Infrastructure – “Salt the Earth”

By Marcus Pan

Salt the EarthBlipping and beeping and burping about go Infractructure, out of Boston, Mass. with their debut release Salt the Earth.

This CD might be quite good if not for the fact that I could use previous reviews of like-minded music and be done with this one with nothing more than strategically changing the names. But on the outset, Infrastructure's Salt the Earth has a bit of a higher digital sound to their tracks. While plenty of bands of their ilk have a very analog feel to them, Infrastructure has instead garnished for themselves a lighter, more airy technological tack.

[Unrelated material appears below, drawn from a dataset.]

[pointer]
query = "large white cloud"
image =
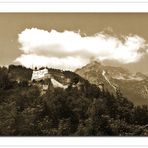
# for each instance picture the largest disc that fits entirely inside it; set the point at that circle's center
(70, 50)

But unfortunately while it does have a truly digital feel to it, it lacks the originality or "signature sound" that the press kit promises me.

However, the press kit also says there's catchy beats and rhythms as well as precisely laid percussion and this, as you can guess by my digital description of Infrastructure's music, is quite accurate. Stacia Tucker's vocals aren't bad at all, though not overly noteworthy – just good enough I suppose. Salt the Earth is one of those CDs that can fade in and out of existence...every now and then there's a good breakdown that I'll remember for a song or two, but not much beyond the close of the CD.

Toy Soldier is one of these, with an opening rhythm that has a sinister, mechanical and fresh feel to it. This is one of Salt the Earth's tracks that reminds me most strongly of Nothing Inside(1)...a trance-like, yet more grounded [than actual trance] feel...slippery but in touch.

Righteous for example has a buttery feel to it, with an up tempo beat and atmospheric melodies that hang out higher than the vocals giving the song a fuller feel. Unfortunately Pure comes in next and really pushes the stock-beat sample thing, with a standard fare snare track, airy trance-like melodies and lightly applied digital bass that doesn't overpower, yet doesn't shine either.

One thing that Infrastructure has a great knack at doing is winding in truly interesting pieces of melody and rhythm together...things that don't seem to fit well together at first thought, but wind around each other with interesting and notable results. You'll hear it very well done here on track four, Fair and Balanced, and you'll note it done with stranger almost surreal results with a whistley melody wound into the album's opening Dream Dealer.

Track nine brings you War Among Prisoners, a more trance-oriented instrumental. It's decent techno/trance with airy sinister qualities and it grows slowly larger in scope and in sound, but it's still nothing to write home about. Later on Unfair and Unbalanced, a remix of the previous Fair and Balanced,'s Clint Sand mixes it up into a techno stomp groove taking the interesting melodies, slamming a heavier bass against it and messing with vocal cut-ups to create one of the best tracks on Salt the Earth. Strange how their guest has run away with the highlight of the CD…

(1) Nothing inside has a review of some releases in Legends #134, and more distantly are reviews as far back as #91.